The second Groundhog Day moment concerned the Democratic demand that the Justice Department release internal position papers Estrada had written when he worked in the Solicitor General’s office from 1992 to 1997. At last September’s hearing, Democrats had argued that the documents were vital to understanding Estrada’s legal thinking; the Department had refused, calling the papers “highly privileged.”

Last year, Republicans produced a letter from all seven living former Solicitors General — four who had served under Democrats and three who had served under Republicans — saying that the release of such internal deliberative documents would be a terrible idea. In addition, Republicans did extensive historical research to rebut the Democratic argument that there was precedent for such a release. Some of Estrada’s supporters thought that took care of the matter.

But Thursday it all came back. Schumer and others demanded the memos, saying they were the only way to prove whether or not Paul Bender was telling the truth. “If the memos are revealed and prove the supervisor wrong, Mr. Estrada has nothing to fear from their disclosure,” Schumer said. “If they prove the supervisor right, this is something the Senate should know when deciding to confirm Mr. Estrada to the second most powerful court in the land.”

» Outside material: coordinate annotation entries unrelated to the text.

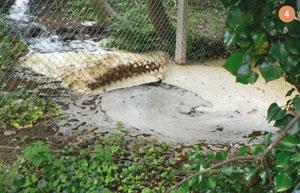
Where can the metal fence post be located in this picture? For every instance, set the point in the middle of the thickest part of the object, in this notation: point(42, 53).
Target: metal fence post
point(181, 34)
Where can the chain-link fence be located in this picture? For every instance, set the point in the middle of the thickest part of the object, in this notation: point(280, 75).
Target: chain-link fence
point(87, 44)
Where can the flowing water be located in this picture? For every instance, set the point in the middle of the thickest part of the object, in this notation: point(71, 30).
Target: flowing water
point(192, 104)
point(21, 21)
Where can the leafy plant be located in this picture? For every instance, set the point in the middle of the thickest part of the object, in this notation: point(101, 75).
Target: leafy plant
point(11, 48)
point(260, 41)
point(22, 110)
point(114, 164)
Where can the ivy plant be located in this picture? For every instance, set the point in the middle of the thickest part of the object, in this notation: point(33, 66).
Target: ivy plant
point(261, 40)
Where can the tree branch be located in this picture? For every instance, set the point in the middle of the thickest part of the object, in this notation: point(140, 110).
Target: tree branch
point(261, 157)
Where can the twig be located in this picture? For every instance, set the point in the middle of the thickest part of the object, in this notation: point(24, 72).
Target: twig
point(269, 173)
point(259, 157)
point(281, 135)
point(236, 159)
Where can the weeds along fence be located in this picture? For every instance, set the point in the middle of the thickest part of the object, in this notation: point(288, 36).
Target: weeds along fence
point(63, 35)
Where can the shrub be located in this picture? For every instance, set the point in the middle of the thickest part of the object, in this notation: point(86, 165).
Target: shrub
point(22, 110)
point(114, 165)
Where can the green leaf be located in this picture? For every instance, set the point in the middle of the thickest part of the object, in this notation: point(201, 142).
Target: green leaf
point(282, 182)
point(260, 43)
point(243, 150)
point(290, 92)
point(234, 62)
point(212, 183)
point(251, 174)
point(294, 28)
point(295, 157)
point(282, 159)
point(245, 75)
point(238, 19)
point(229, 39)
point(270, 71)
point(275, 113)
point(296, 104)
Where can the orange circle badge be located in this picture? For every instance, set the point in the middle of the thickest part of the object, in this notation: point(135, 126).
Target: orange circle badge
point(287, 14)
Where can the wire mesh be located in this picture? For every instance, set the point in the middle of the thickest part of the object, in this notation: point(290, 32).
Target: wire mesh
point(88, 44)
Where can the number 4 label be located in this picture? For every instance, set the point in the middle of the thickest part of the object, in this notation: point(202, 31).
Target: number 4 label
point(287, 14)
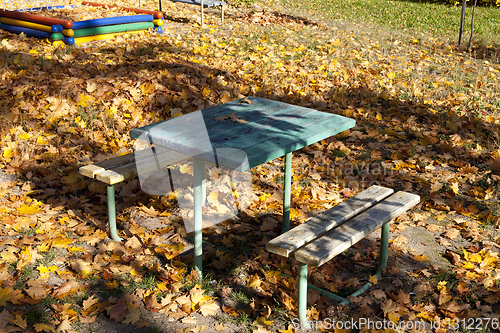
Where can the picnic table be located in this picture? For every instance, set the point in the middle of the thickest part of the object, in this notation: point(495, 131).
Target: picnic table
point(240, 135)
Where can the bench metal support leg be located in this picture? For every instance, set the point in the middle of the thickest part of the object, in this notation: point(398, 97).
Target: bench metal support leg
point(112, 214)
point(287, 192)
point(199, 173)
point(384, 250)
point(302, 293)
point(202, 19)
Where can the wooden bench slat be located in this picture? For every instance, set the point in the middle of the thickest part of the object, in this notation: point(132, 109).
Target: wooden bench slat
point(92, 169)
point(318, 225)
point(341, 238)
point(147, 163)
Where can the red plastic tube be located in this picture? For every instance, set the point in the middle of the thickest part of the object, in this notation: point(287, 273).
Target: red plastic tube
point(156, 15)
point(36, 18)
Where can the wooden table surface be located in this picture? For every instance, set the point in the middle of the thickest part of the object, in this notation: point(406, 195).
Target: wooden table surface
point(259, 129)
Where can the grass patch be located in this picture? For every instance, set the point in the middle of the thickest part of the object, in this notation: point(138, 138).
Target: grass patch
point(424, 17)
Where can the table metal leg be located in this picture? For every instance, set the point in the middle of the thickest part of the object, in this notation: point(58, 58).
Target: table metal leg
point(287, 192)
point(199, 173)
point(302, 293)
point(112, 214)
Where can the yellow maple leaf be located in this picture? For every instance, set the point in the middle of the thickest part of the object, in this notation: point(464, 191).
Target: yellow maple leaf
point(75, 249)
point(43, 327)
point(209, 308)
point(288, 330)
point(41, 140)
point(186, 168)
point(5, 295)
point(263, 321)
point(44, 272)
point(423, 257)
point(83, 100)
point(8, 152)
point(393, 316)
point(62, 242)
point(19, 321)
point(25, 209)
point(82, 267)
point(206, 91)
point(28, 255)
point(25, 136)
point(254, 281)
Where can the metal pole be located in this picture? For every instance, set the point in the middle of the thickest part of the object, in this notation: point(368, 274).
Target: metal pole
point(287, 192)
point(303, 293)
point(199, 173)
point(112, 214)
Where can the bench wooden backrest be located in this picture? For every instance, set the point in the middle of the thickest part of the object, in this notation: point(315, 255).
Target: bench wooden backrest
point(341, 238)
point(293, 239)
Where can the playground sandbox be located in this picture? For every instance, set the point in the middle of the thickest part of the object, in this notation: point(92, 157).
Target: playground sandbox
point(77, 24)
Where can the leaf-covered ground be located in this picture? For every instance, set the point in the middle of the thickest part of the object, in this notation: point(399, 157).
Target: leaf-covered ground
point(427, 123)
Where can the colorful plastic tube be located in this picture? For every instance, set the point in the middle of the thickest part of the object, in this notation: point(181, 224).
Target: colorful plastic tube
point(45, 8)
point(31, 25)
point(156, 14)
point(36, 18)
point(68, 32)
point(81, 40)
point(111, 21)
point(109, 29)
point(69, 40)
point(26, 31)
point(57, 36)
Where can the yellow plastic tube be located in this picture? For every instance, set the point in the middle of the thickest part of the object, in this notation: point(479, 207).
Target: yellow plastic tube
point(68, 32)
point(81, 40)
point(30, 25)
point(158, 22)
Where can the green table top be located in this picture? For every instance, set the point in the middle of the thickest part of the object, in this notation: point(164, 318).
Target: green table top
point(261, 131)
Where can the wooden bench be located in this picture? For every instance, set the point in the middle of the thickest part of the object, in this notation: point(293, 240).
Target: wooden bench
point(323, 237)
point(202, 4)
point(122, 168)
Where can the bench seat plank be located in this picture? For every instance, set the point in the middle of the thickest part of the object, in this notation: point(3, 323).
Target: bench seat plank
point(206, 3)
point(92, 170)
point(335, 216)
point(341, 238)
point(124, 167)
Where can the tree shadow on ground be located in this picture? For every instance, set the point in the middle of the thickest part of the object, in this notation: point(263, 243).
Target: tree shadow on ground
point(183, 91)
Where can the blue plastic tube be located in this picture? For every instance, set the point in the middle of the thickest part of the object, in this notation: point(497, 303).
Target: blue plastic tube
point(111, 21)
point(27, 32)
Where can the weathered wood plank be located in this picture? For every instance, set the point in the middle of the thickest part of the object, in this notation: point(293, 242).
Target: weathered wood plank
point(264, 151)
point(272, 129)
point(92, 169)
point(318, 225)
point(341, 238)
point(115, 170)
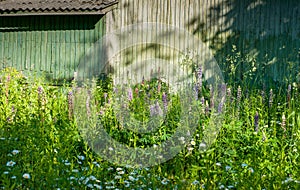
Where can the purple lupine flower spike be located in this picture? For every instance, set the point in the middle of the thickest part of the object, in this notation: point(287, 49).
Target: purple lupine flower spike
point(130, 97)
point(271, 98)
point(211, 97)
point(239, 95)
point(70, 104)
point(196, 89)
point(256, 121)
point(165, 101)
point(199, 76)
point(220, 107)
point(283, 123)
point(289, 94)
point(87, 103)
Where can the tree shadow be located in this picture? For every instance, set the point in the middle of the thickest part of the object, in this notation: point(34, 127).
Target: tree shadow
point(259, 38)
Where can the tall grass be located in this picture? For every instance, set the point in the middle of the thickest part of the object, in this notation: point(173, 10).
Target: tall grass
point(257, 147)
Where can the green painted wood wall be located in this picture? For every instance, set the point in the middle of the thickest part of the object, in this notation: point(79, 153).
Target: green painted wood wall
point(49, 45)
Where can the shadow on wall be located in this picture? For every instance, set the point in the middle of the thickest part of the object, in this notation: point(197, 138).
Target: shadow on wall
point(258, 41)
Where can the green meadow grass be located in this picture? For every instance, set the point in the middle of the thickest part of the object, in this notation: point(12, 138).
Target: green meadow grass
point(257, 147)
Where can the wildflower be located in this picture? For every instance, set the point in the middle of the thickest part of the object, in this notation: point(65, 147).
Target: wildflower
point(10, 163)
point(159, 87)
point(26, 176)
point(239, 95)
point(229, 93)
point(251, 170)
point(131, 178)
point(105, 96)
point(165, 101)
point(155, 110)
point(227, 168)
point(40, 90)
point(199, 77)
point(271, 98)
point(81, 157)
point(118, 177)
point(202, 145)
point(256, 118)
point(164, 181)
point(211, 97)
point(195, 182)
point(136, 91)
point(70, 104)
point(220, 107)
point(87, 103)
point(93, 178)
point(182, 140)
point(196, 89)
point(126, 183)
point(14, 152)
point(190, 149)
point(202, 101)
point(130, 94)
point(98, 186)
point(283, 123)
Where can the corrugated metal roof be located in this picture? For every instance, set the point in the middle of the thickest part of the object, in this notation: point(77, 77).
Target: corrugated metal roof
point(55, 6)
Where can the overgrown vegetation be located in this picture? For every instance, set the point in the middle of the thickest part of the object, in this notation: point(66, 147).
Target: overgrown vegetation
point(257, 147)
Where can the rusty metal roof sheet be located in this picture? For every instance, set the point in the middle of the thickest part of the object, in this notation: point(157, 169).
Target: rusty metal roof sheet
point(55, 6)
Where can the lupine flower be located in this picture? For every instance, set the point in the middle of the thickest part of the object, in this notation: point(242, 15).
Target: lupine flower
point(10, 163)
point(239, 95)
point(220, 107)
point(14, 152)
point(263, 96)
point(199, 77)
point(8, 78)
point(196, 89)
point(271, 98)
point(70, 104)
point(256, 118)
point(26, 176)
point(289, 94)
point(165, 101)
point(87, 103)
point(130, 97)
point(283, 123)
point(202, 101)
point(40, 90)
point(212, 97)
point(159, 87)
point(229, 93)
point(155, 110)
point(143, 81)
point(105, 96)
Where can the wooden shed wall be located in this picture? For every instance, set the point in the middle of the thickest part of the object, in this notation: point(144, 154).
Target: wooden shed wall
point(52, 45)
point(265, 33)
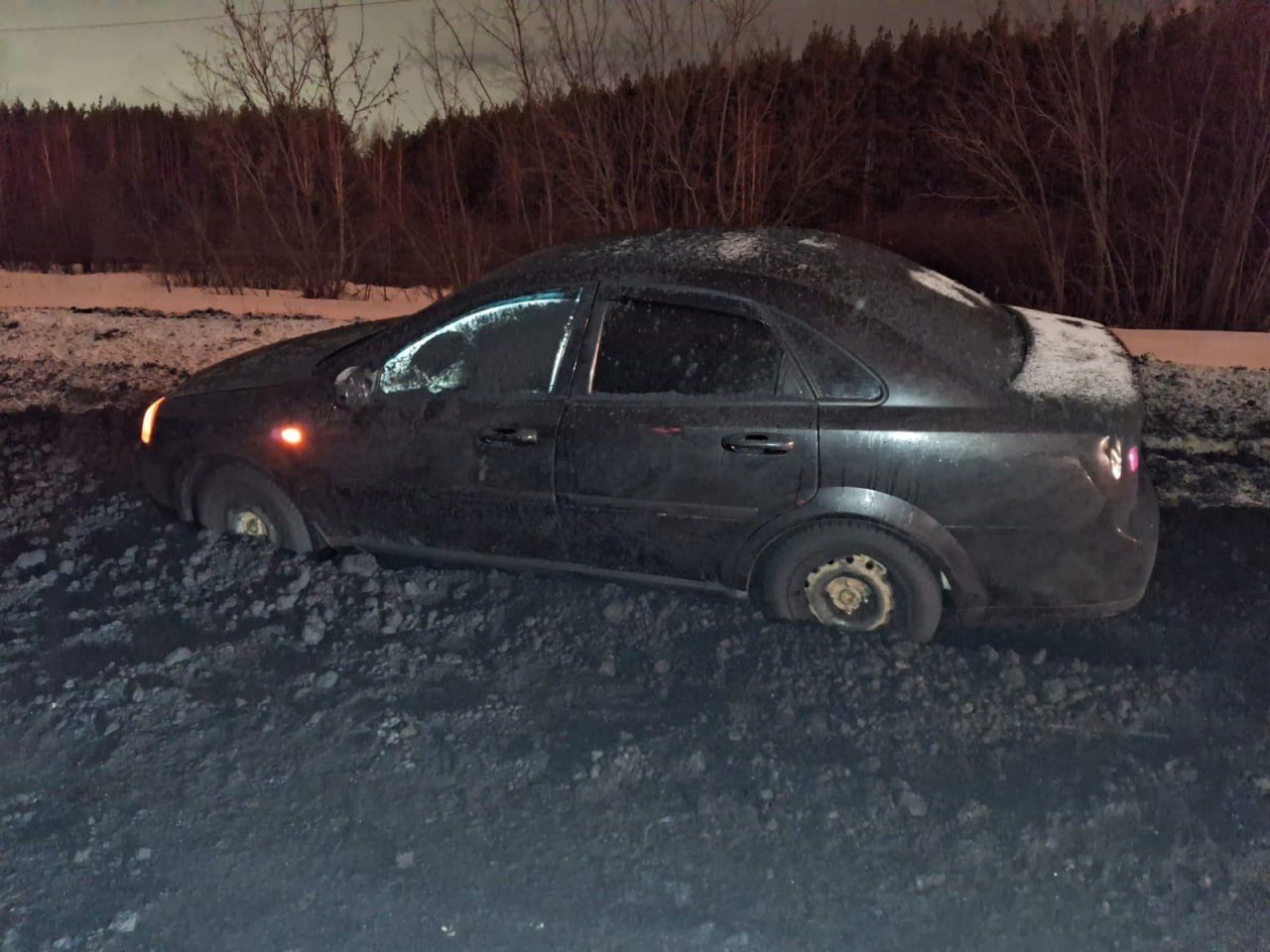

At that moment, the meeting took a different turn from many of the committee’s gatherings last year, when panel was under Democratic control. Rather than go into the whole argument against releasing the memos, Republicans decided it was time to play the ten-to-nine card. GOP senators, who might earlier have been inclined to make lengthy speeches on Estrada’s behalf, stayed quiet while Hatch called for a vote.

In the end, every Republican voted in favor of Estrada, and every Democrat voted against: ten to nine. The Estrada nomination now goes to the full Senate, where it is assured of passing, although with significant Democratic opposition.

The day could not have been a clearer illustration of the difference an election makes. Had Democrats won control of the Senate, Estrada would have never received a vote. On Thursday, the new Republican chairman listened patiently to Democratic objections — and then called the roll.

Byron York is a former White House correspondent for National Review.